The end result is "StreetFoodSpotter.com":http://www.streetfoodspotter.com, and it won first place and crowd favorite. A few things that I learned from this one:
- My Django skills are lame these days. I've been doing a lot of Ruby on Rails development lately and it's messed up my whole perception of how Django "works". I still have the fundamentals down but I learned on Django 1.3. Also, I've never had to use a virtual environment because I'm never really finding myself needing that level of control over my code.
- My git skills are hilariously svn-like. I have a GitHub account and I've been using that for my personal projects but I'm usually the only one working on them, so I can get away without needing to do a lot of branching. I pretty much just never take advantage of any of the really good features of git.
- South is a very cool Django app that makes DB migrations not awful.
- Richmond, VA is a chill place and has some attractive qualities to make it a startup hub. There's plenty of good universities within 2 hours to pull talent from, the cost of living is pretty cheap compared with other parts of the commonwealth, and it has a good urban environment.
- A lot of pitches were about health care. This is a tricky pitch idea; health care is complicated and controversial. Personally, I would avoid these for a Startup Weekend. Would a health care startup be successful? Absolutely. But 54 hours is a really short time to build up a plan for one.
- Getting users is a hurdle, and a lot of pitches seem to place a lot of expectations on the user. I think this is a major flaw. They want to make the users serve them instead of providing a service.

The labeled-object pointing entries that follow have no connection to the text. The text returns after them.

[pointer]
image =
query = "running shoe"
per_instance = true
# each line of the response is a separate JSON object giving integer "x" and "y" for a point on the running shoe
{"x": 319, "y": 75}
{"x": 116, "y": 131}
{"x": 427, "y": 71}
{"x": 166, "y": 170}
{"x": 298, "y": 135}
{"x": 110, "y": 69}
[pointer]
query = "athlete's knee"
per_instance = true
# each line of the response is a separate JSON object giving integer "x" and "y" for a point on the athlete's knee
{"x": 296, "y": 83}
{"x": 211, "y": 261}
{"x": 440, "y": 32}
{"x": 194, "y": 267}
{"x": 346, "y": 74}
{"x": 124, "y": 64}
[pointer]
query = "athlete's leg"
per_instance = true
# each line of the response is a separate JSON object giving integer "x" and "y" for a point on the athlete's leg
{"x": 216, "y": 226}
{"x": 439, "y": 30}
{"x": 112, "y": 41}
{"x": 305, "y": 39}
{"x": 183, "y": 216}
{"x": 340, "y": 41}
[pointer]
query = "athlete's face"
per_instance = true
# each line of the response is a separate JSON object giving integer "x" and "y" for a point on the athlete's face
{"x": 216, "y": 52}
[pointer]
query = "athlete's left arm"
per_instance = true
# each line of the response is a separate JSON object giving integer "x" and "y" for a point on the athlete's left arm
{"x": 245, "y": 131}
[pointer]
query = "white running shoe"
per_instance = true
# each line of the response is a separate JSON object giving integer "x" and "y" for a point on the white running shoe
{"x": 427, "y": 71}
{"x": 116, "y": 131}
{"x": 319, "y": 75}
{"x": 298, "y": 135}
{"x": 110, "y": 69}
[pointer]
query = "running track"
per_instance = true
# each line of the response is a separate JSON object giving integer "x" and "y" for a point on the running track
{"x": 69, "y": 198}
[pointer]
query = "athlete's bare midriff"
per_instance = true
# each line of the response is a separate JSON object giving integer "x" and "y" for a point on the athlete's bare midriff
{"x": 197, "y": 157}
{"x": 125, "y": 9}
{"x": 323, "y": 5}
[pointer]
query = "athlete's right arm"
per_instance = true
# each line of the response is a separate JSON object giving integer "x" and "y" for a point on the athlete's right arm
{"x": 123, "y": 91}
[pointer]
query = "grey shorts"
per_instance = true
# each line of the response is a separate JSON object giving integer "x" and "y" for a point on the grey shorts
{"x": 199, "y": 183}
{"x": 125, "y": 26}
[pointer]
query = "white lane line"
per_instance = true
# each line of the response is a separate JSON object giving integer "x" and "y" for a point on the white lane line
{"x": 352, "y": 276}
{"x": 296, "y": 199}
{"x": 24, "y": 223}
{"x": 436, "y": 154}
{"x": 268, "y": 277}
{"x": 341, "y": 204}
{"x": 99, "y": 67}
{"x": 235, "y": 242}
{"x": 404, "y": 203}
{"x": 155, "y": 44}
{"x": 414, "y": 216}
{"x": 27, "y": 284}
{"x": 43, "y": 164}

- Having a social media blitz isn't as important as I thought. Our Twitter account ("@StFoodSpotter":http://twitter.com/StFoodSpotter) had 1 follower on final pitch night and it was me.
Anyway, it was fun and we won coworking space at RVA804 for 6 months. Unfortunately, it's about 2 hours away, but I guess I have an office now in Richmond to work from.
Posted by Austin link Tagged with: startup weekend
June 5, 2013
Why no day 1 coverage? Because I was up coding until late.
I signed up for Startup Weekend as a developer. So far, it's been a pretty good experience. The startup idea we're doing is called "FlashThrift":http://www.flashthrift.com, it's a micro e-commerce site for impulse consignment items. You know how Snapchat lets you take pictures that self destruct? This combines that with online sales that are only available for very short periods of time (think 1 hour).
You go to the site, pick what you want to browse and you are given a constant stream of items for sale, but only a few minutes to consider the offer. You can take the offer, or leave the offer. Once you turn it down, it's gone. Sellers are people who want to just get rid of their stuff and don't want to wait for an eBay auction to end.
We should launch in the next few hours with a prototype with a plan to have a working app up by Sunday afternoon.